TMB, İnşaat Sektörü Analizi Raporu: Kalkınma hedeflerinin sürmesi için inşaat sektörü güçlendirilmeli

Türkiye Müteahhitler Birliği (TMB), 2022 yılının son çeyrek dönemine ilişkin İnşaat Sektörü Analizi Raporu’nu yayımladı. Zor bir süreçten geçen yurt içi inşaat sektörünün giderek daraldığına dikkat çekilen raporda, inşaat sektörü güçlendirilmeden kalkınma hedeflerinin sürdürülmesinin mümkün olmadığı, 2023 yılında kamu müteahhitlerinin ve konut sektörünün sorunlarını çözecek ilave adımların beklendiği ifade edildi.

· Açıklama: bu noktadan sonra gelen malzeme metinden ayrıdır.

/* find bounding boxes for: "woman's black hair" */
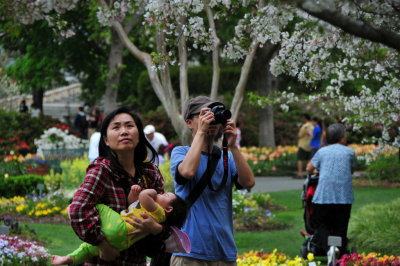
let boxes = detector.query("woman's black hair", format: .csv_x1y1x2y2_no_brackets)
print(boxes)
99,106,157,177
326,123,346,144
164,195,189,228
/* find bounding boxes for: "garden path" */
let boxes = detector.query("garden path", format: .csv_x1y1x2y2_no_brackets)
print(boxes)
251,172,363,192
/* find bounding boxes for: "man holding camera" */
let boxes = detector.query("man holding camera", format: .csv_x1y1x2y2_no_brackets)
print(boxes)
171,96,255,265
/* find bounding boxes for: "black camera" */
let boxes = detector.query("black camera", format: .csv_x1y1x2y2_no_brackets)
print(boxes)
209,105,232,125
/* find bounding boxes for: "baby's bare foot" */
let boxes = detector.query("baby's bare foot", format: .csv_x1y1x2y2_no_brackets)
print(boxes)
51,255,72,265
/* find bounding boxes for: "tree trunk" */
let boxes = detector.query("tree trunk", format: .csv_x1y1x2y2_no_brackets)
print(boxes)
104,28,124,115
254,44,277,148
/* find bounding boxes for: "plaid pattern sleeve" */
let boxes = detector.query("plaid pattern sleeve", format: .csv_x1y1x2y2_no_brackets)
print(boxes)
70,159,126,245
70,158,164,266
141,163,164,194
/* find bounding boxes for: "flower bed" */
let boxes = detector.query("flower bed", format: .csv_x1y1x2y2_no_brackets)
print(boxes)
236,249,320,266
0,196,68,218
337,252,400,266
0,235,50,265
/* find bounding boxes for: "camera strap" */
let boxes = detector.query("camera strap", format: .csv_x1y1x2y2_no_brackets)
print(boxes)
207,135,228,192
186,145,221,207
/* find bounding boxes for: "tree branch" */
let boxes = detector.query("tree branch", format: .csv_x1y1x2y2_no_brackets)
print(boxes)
203,0,221,99
298,0,400,51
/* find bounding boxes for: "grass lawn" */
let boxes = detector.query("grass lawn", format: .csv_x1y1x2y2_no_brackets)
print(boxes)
23,188,400,262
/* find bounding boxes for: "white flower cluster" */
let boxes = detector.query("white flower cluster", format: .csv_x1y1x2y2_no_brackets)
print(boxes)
96,0,135,27
34,127,88,153
222,4,294,61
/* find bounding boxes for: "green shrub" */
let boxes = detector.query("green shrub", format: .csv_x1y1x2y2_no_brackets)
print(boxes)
366,155,400,181
349,198,400,254
0,109,60,157
0,175,47,198
44,156,89,191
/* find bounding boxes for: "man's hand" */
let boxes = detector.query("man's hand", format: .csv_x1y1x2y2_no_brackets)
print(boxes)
222,119,237,149
197,108,215,135
97,240,120,261
126,213,162,236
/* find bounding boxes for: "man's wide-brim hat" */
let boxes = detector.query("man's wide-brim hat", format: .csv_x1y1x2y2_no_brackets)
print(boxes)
183,96,225,121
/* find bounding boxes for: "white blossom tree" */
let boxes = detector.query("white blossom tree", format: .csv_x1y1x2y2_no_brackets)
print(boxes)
2,0,293,143
271,0,400,153
0,0,400,150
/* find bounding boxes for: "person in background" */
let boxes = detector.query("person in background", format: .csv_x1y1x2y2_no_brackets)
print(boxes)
88,124,101,163
69,107,170,266
31,103,40,117
144,125,168,162
19,100,28,113
88,107,100,139
236,122,242,148
171,96,255,266
306,123,356,256
74,106,89,139
310,116,322,158
320,120,329,147
296,114,314,178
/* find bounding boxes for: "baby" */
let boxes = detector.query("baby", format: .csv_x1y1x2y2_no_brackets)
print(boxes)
51,185,187,265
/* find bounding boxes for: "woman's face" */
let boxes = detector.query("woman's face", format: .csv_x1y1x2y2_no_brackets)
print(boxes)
104,113,139,153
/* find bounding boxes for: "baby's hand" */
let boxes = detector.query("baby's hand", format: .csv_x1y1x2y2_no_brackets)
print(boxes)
131,185,142,194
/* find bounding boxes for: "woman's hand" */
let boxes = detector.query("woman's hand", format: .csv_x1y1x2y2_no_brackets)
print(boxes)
97,240,119,261
126,213,162,236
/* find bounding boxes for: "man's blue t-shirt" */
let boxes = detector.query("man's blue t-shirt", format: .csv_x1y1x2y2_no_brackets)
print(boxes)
171,146,237,261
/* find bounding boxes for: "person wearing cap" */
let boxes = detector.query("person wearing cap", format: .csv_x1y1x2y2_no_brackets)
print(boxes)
171,96,255,265
143,125,168,159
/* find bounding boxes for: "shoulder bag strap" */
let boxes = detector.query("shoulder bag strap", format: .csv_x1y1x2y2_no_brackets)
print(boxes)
186,146,221,207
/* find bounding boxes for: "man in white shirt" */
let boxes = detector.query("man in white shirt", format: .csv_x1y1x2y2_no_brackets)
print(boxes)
143,125,168,164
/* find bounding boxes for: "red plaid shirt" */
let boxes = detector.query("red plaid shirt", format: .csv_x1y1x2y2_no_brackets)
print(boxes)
70,158,164,265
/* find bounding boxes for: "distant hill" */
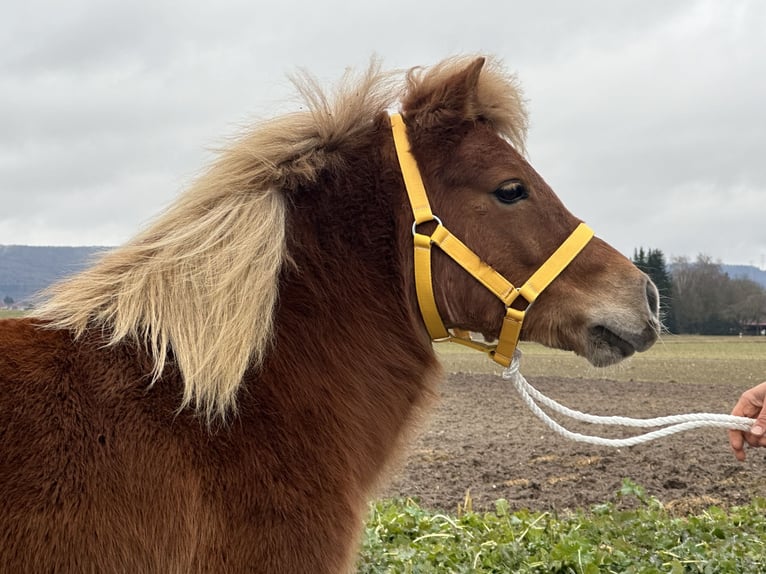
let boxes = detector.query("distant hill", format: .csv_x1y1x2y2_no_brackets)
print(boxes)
0,245,766,307
0,245,109,306
721,265,766,288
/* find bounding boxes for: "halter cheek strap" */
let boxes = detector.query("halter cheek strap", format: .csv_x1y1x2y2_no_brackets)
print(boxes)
391,114,593,367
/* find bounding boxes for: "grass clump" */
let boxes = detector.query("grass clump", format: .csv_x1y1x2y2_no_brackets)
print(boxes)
357,480,766,574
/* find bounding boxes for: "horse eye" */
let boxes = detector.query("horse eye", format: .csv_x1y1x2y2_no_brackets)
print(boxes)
493,179,529,204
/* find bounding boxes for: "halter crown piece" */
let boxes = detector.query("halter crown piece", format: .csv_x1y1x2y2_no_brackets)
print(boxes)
391,114,593,367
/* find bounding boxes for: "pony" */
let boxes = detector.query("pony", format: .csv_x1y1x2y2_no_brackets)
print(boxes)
0,56,659,574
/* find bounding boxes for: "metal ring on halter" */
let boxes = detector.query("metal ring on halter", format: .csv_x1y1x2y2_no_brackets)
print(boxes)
412,215,444,235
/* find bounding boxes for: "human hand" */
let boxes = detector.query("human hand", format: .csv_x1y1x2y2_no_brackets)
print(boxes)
729,382,766,460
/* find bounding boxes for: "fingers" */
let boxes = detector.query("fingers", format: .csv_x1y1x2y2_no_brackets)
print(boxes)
729,430,745,462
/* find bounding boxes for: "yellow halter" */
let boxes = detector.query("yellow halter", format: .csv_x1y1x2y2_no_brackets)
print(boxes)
391,114,593,367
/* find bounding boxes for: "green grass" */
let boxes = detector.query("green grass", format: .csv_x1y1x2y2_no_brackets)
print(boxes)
364,480,766,574
357,335,766,574
436,335,766,385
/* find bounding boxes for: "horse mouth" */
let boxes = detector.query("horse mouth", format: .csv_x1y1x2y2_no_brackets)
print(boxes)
585,325,656,367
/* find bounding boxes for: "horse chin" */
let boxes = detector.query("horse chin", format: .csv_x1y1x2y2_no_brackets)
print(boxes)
583,324,657,367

İki yüzün üzerinde alt sektöre yarattığı talep ve istihdam gücüyle dinamo rolü üstlenen inşaat sektörü, yeni yılı salgından önce başlayan, 2022 yılında iç ve dış dinamiklerin etkisiyle devam eden girdi maliyetlerindeki yüksek artış sorunu ile karşıladı. Konuya dikkat çeken TMB,  “Küresel Ekonomi Daralıyor, Enflasyon Tartışmalarına Resesyon Eklendi” başlıklı analizinde; inşaat sektörüne ilişkin verileri, küresel ve ulusal ekonomi ile değerlendirdi. Sürdürülebilir büyümeye dönüşün yakın zamanda öngörülmediği ifade edilen raporda, son dönemde yaşanan savaş ve ekonomik kriz gibi gelişmelerin güvenlik sorunları yarattığına dikkat çekildi. Ayrıca raporda, ekonominin genelinde yüksek enflasyonun yanı sıra ödenek yetersizliği ve hak ediş ödemelerinde yaşanan gecikmelerin de sektöre olumsuz etki ettiği vurgulandı.

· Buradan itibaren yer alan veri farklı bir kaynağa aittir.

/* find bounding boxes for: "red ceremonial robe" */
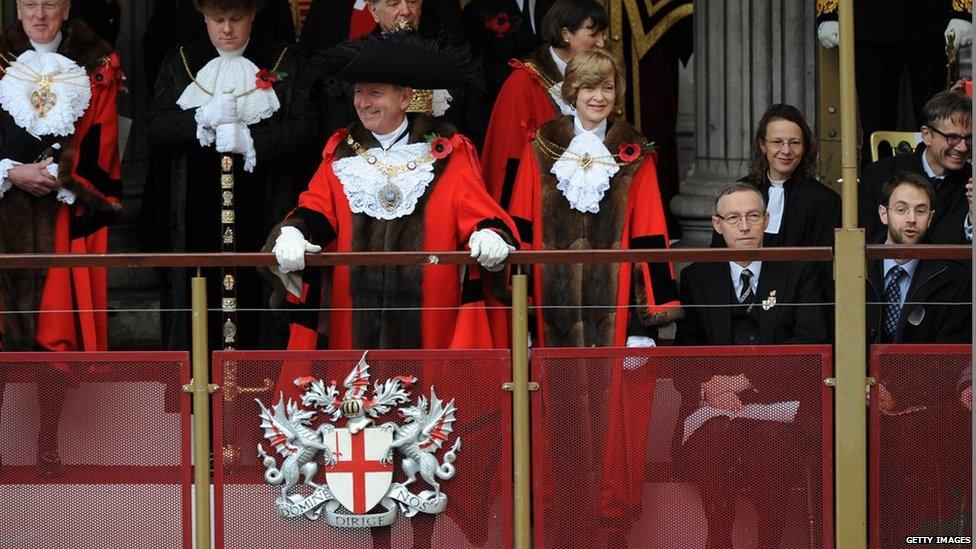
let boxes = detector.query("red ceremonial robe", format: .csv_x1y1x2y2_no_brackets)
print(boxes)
509,116,681,536
269,115,517,545
481,46,563,206
0,21,123,356
269,115,517,397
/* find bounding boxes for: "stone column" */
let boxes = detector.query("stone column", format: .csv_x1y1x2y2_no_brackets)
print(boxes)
671,0,817,247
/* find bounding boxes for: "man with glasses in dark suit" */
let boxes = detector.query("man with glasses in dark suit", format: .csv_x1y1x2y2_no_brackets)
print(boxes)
857,91,973,244
674,183,827,549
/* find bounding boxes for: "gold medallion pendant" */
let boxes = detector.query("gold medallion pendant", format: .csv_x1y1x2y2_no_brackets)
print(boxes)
376,183,403,212
30,75,58,118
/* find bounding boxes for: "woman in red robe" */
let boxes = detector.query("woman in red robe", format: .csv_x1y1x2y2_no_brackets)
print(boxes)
481,0,609,206
0,1,122,476
509,49,681,547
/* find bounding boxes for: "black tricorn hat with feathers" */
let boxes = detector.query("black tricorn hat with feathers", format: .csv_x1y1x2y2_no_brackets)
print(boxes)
326,31,485,89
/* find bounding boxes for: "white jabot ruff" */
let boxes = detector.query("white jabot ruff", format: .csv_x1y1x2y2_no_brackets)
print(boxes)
176,51,281,172
550,116,620,213
0,158,21,198
431,90,454,117
766,172,786,234
0,49,91,137
332,142,434,220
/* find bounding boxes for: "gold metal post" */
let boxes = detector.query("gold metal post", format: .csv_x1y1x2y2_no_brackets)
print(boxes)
834,0,868,549
510,273,532,549
191,274,210,549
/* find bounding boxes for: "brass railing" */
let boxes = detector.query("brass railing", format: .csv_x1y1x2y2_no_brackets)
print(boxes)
0,245,972,549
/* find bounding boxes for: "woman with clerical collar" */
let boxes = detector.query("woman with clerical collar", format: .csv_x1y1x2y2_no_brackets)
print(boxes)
712,104,840,247
144,0,318,349
481,0,609,207
509,47,681,546
0,0,122,476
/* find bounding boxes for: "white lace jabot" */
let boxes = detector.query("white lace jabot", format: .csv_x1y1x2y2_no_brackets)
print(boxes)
550,117,620,213
332,142,434,220
176,52,281,126
0,50,91,137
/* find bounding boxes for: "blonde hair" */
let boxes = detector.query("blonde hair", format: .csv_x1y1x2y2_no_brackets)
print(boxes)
560,48,624,107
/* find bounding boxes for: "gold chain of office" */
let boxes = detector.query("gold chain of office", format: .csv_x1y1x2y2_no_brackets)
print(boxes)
346,135,434,177
535,134,644,170
180,46,288,99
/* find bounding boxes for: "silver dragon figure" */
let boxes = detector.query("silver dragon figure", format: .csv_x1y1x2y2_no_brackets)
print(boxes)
295,351,417,434
382,387,461,498
254,396,335,499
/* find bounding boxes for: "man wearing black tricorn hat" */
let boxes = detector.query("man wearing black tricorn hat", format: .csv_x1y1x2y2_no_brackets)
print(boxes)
267,28,517,546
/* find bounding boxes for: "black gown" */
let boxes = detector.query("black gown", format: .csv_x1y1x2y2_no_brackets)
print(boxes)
143,37,318,349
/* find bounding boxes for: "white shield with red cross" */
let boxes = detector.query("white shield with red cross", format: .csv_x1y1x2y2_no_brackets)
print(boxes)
324,427,393,515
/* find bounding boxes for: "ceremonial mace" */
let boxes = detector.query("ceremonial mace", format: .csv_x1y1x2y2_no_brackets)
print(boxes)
946,30,959,89
220,154,274,472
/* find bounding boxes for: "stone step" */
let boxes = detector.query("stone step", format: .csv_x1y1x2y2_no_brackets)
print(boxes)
108,268,159,295
108,287,162,351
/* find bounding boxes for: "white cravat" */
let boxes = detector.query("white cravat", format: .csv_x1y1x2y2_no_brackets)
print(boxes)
729,261,762,296
766,175,786,234
370,116,408,151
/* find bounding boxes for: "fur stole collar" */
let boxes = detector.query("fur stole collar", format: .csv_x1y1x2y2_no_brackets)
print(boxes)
0,19,112,71
533,116,656,347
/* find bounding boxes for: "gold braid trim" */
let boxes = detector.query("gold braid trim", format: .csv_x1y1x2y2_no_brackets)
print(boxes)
180,46,288,99
817,0,840,17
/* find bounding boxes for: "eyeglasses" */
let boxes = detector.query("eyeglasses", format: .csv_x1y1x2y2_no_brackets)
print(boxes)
715,212,765,227
887,204,932,217
926,126,973,147
19,0,64,13
386,0,421,10
763,139,803,150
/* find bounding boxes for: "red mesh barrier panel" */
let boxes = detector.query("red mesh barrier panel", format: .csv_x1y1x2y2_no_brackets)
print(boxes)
213,351,512,549
0,352,190,549
532,345,833,549
870,345,972,549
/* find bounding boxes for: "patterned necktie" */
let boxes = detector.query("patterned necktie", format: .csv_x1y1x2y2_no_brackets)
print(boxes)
739,269,752,303
884,265,908,339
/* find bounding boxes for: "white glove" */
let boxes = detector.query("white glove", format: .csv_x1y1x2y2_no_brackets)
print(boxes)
623,336,657,370
817,21,840,50
215,123,254,154
194,93,237,128
271,227,322,274
945,19,973,51
468,229,515,272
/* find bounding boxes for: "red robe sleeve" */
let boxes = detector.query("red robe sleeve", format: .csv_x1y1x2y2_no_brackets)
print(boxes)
451,135,521,349
481,61,556,206
628,156,681,316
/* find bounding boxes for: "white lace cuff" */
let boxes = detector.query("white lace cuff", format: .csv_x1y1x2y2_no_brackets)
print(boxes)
197,123,217,147
0,158,21,198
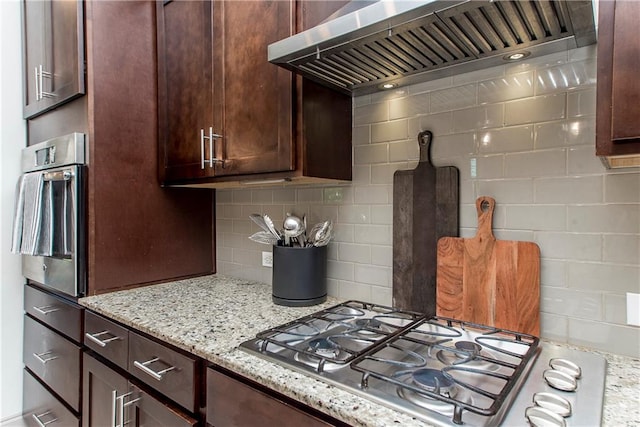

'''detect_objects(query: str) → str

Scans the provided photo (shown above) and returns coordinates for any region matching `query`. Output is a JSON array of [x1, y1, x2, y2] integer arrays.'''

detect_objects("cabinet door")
[[82, 353, 132, 427], [157, 1, 218, 182], [23, 0, 85, 118], [213, 1, 295, 175]]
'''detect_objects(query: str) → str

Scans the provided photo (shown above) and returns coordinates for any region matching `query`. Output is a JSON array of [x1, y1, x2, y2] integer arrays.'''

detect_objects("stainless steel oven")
[[12, 133, 87, 297]]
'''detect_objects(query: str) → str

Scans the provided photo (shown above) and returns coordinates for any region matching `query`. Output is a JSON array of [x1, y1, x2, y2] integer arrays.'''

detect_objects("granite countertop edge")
[[79, 275, 640, 427]]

Kamu müteahhitleri de destek bekliyor

İnşaat sektöründe son 5 çeyrek dönemdir artan oranlarda yaşanan aralıksız daralmanın, 2022 yılının üçüncü çeyrek döneminde de devam ettiğine işaret edilen raporda, inşaat faaliyetlerinde yakın zamanda sürdürülebilir büyümeye dönüş olasılığının görünmediği belirtildi. Raporda; sektörel yatırımlarda 2021 yılının ikinci çeyrek döneminde moral olan artışın, sonraki çeyreklerde yerini yeniden gerilemeye bıraktığı da ifade edilerek, büyümeye dönüş için yatırımlarda canlanmaya ve kronikleşen girdi maliyetlerindeki artış sorununun çözümüne ihtiyaç duyulduğu vurgulandı. İnşaat sektörü güçlendirilmeden başta deprem riskinin kaçınılmaz kıldığı kentsel dönüşüm süreci olmak üzere kalkınma hedeflerinin sürdürülmesinin mümkün görünmediği ifade edilen raporda, 2023 yılında gerek kamu müteahhitlerinin gerek konut sektörünün sorunlarını çözecek ilave adımların beklendiği vurgulandı. Diğer taraftan analizde hükümetin konut sektöründe üretimi destekleyen son kampanyalarının olumlu olduğu değerlendirildi.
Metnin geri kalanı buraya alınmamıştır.